No es casual que los líderes de Venezuela, Bolivia y Ecuador se hayan identificado con un fuerte caudillo político y militar como lo fue Simón Bolívar. Este símbolo de la libertad americana asumía que las reformas y los cambios profundos se hacían desde la cúspide del poder y ejerciendo el control de los temas. Conocer algún día los detalles fidedignos de la cumbre de Guayaquil con San Martín sería un aporte fundamental en este sentido.

Si bien existen numerosos estudios empíricos sobre la conveniencia, tanto a nivel de calidad de vida como de progreso económico, social, educativo, de la progresiva articulación de democracias liberales o repúblicas, cabría al menos preguntarse cuáles son los países con mayor expectativa de vida, con las universidades mejores ranqueadas, etc. Los cambios profundos en la economía internacional derivados del terremoto financiero de septiembre de 2008 sin duda son un antes y un después en muchos aspectos, pero poco tienen que ver con las cualidades y calidades que una república estable y la estabilidad legal les han dado y dan a sus ciudadanos. Un aporte no menor es la previsibilidad y estabilidad de las normas de sucesión en los cargos de conducción del Estado.

Deseándole la recuperación al presidente Chávez, como a cualquier ser humano en esta condición, sus padecimientos han sido y deben ser un catalizador sobre hasta qué punto es conveniente el culto a la personalidad y la infalibilidad de las personas en el manejo de los asuntos de los Estados. Esto no implica desconocer que existen Estados que pueden necesitar períodos más o menos largos de estas gestiones “decisionistas” o de “democracias delegativas”, o sea, de aquellas donde la gente vota, pero donde la división de poderes no es vista claramente. Por esas vueltas de la historia los sectores de izquierda en los 90 no dudaban en diversos países de la región en hacer uso de términos como “democracia delegativa” o “democracias no liberales” para fustigar el cesarismo y la concentración del poder en figuras como Menem y Fujimori, entre otros. En la presente década, los roles parecen haberse invertido.

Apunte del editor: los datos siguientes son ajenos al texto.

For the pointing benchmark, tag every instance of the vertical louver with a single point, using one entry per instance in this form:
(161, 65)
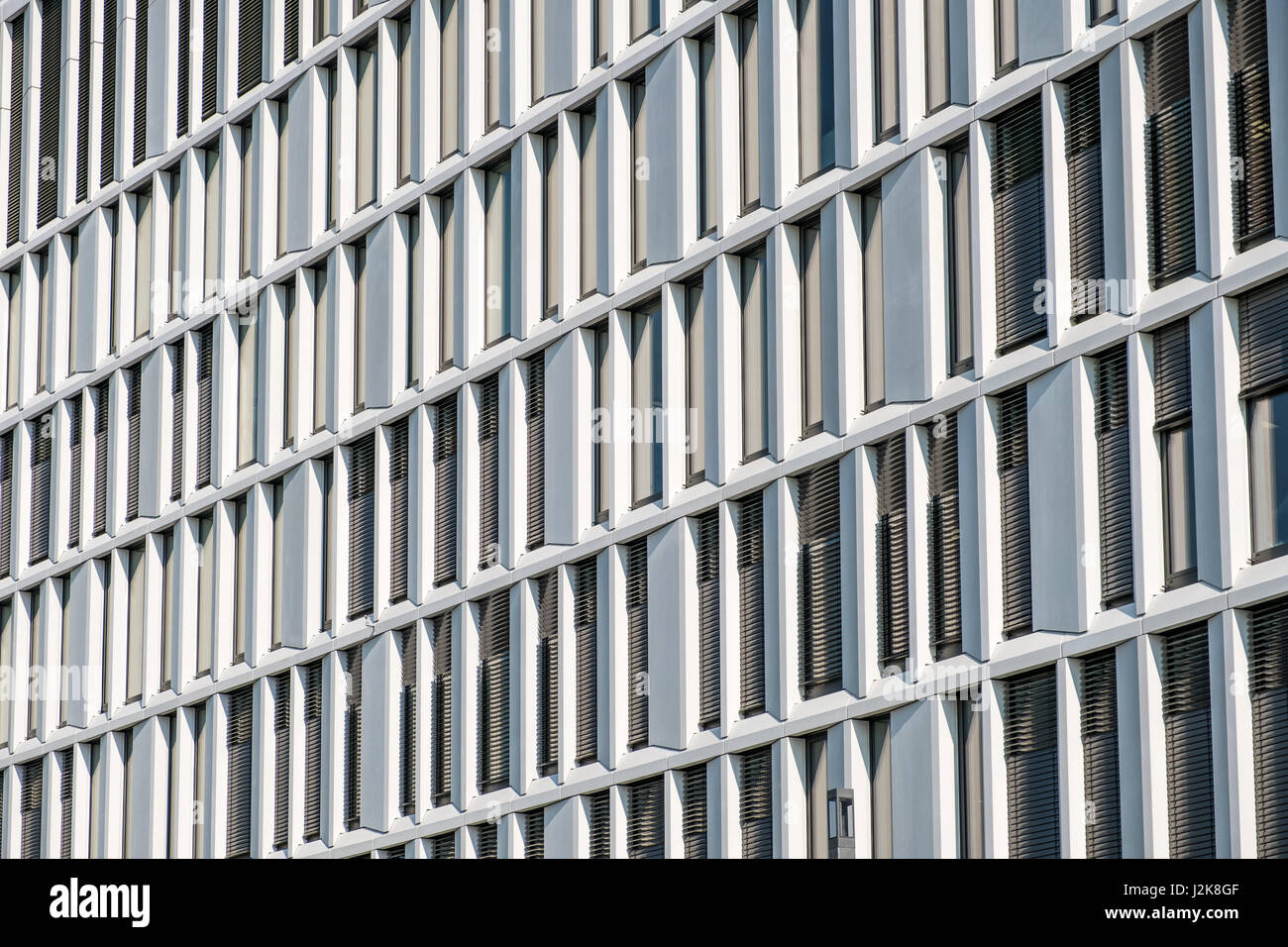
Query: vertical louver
(1086, 215)
(51, 103)
(548, 674)
(1013, 468)
(587, 634)
(204, 341)
(694, 808)
(250, 46)
(1188, 733)
(1031, 766)
(645, 819)
(441, 707)
(17, 48)
(407, 724)
(535, 416)
(819, 577)
(281, 758)
(1019, 226)
(1168, 162)
(133, 424)
(892, 554)
(1249, 120)
(756, 804)
(42, 457)
(636, 643)
(240, 771)
(751, 605)
(362, 526)
(352, 660)
(944, 541)
(312, 751)
(102, 408)
(1267, 684)
(708, 617)
(399, 510)
(600, 826)
(1100, 754)
(445, 491)
(1113, 459)
(489, 474)
(493, 746)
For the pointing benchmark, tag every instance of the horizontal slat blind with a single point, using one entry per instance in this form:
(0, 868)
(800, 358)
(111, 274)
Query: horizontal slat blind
(1019, 226)
(645, 819)
(445, 491)
(493, 746)
(636, 643)
(1031, 766)
(1188, 733)
(708, 617)
(1099, 701)
(819, 577)
(1249, 121)
(1168, 149)
(1013, 466)
(441, 707)
(587, 634)
(892, 554)
(1267, 684)
(751, 604)
(240, 771)
(548, 673)
(1113, 459)
(944, 543)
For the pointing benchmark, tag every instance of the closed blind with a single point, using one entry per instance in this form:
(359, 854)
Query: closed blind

De todas formas, siempre existen argumentos ad hoc, no imperativos categóricos kantianos generalizables, que ayudan a explicar las razones por las cuales lo que antes era malo ahora es bueno: por ejemplo, cuando se argumenta que aunque las formas pueden ser las mismas, las políticas y sus objetivos son radicalmente diferentes.

Si bien en la Argentina no hemos entrado aún plenamente en esa etapa, y tal vez no lo hagamos, dirigentes bolivarianos de la región no dudan en descalificar la democracia representativa, formal o republicana, argumentando que es un dinosaurio que se hundió y debe hundirse con el colapsado régimen anterior. Más allá de ser cierto o no, lo dejo sujeto a la opinión de cada lector. No cabe duda de que sea cual fuere el régimen de largo plazo que se quiera montar al depositar todas o casi todas las fichas en una persona, no deja de ser una apuesta fuerte, casi como en un casino.